Holmes’ article explores the importance of customer reviews in the modern retail industry. She begins by admitting that nowadays, retailers dedicate more time and effort than ever to the commentary on shopping experience left by their customers. The author points to the fact that modern e-commerce websites discourage anonymous commenters from leaving reviews in order to eliminate so-called ‘sock puppets’ who have an agenda. Holmes (2016) emphasizes the importance of negative reviews and notes that they help to effectively respond to complaints. The author also discusses various strategies used by online retailers to encourage their customers to leave reviews.
In order to support her arguments, the journalist refers to the Deloitte 2016 Holiday Survey with a sample size of 5, 000 customers (Holmes, 2016). The findings of the study show that “66% of shoppers who research online say they read customer reviews on websites” (Holmes, 2016, para. 3). The author cites chief executive of PowerReviews who suggests that only 4% of shoppers leave reviews (Holmes, 2016). Another sources cited to justify the importance of online product reviews is a study conducted by Northwestern University’s Spiegel Digital and Database Research Center in 2015 (Holmes, 2016). The study reveals that verified customers leave an average rating of 4.34 in their reviews, whereas an average rating from an anonymous buyer is only 3.89 (Holmes, 2016).

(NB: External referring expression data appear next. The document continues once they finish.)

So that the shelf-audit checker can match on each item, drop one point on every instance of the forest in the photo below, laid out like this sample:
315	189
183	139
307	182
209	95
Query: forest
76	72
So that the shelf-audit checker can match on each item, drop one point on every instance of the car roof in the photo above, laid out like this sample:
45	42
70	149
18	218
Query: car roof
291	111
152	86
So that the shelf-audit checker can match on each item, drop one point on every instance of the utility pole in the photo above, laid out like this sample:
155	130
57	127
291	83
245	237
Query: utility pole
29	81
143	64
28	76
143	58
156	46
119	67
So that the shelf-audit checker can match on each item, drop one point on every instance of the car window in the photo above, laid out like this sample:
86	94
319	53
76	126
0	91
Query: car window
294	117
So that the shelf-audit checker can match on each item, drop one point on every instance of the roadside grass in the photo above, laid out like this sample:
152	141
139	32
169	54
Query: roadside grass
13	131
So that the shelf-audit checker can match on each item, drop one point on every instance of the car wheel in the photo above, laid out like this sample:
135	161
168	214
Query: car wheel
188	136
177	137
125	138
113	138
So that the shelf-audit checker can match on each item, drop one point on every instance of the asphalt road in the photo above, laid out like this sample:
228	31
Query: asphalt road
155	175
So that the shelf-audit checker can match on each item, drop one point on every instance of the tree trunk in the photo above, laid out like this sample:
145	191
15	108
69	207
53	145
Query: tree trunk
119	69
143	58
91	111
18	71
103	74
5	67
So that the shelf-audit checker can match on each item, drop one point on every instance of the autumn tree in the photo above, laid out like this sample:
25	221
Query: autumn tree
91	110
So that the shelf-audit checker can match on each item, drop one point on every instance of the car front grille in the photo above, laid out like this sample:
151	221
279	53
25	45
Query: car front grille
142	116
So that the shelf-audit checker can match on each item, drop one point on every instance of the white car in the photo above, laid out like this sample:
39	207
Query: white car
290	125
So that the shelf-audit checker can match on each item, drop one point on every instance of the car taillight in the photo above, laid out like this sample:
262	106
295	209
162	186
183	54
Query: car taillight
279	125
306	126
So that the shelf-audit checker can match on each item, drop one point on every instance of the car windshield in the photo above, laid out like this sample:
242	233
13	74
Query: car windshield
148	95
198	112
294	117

There are many strategies used by online retailers for encouraging their customers to leave reviews and make them more useful for potential buyers. According to Holmes (2016), Target allows sorting reviews by different categories such as “’ease of assembly’ for furniture, or ‘design’ for home décor items” (para. 17). The retailer also simplifies voting for its shoppers, thereby allowing them to participate in classifying other people’s reviews as ‘helpful’ or ‘not helpful’ (Holmes, 2016).

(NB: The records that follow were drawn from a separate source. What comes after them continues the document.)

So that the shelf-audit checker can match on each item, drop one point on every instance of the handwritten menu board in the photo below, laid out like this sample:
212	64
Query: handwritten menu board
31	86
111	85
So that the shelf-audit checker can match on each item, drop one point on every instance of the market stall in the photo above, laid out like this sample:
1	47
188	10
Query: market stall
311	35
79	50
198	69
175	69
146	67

Another strategy that should be adopted by other e-commerce websites is a customer loyalty program launched by Zappos. The retailer rewards its customers for feedback by granting them 100 points for participation, which is “the same number of points a shopper gets for spending $10” (Holmes, 2016, para. 12). This useful strategy indicates that the company treats reviews and recommendations left by its customers as an asset rather than a liability.
Word-of-mouth (WOM) in the context of e-commerce is an important factor that can influence consumer behavior to a great extent. In order to assess how consumer communities react on reviews left by other buyers, it is necessary to explore the relationship between positive reviews to negative reviews ratio and purchase decisions. A research study assessing relative proportions of reviews and how they affect the credibility of a website and buying habits of online shoppers would provide invaluable insights into concrete experiences of customers. Furthermore, such study would be useful for e-commerce companies that do not know how to better present WOM communication on their websites.
The paper has helped to better understand the influence of product reviews on consumer behavior. It was shown that many customers make their informed decisions on new purchases based on electronic WOM.
Holmes, E. (2016). When shopping online, can you trust the reviews? The Wall Street Journal. Web.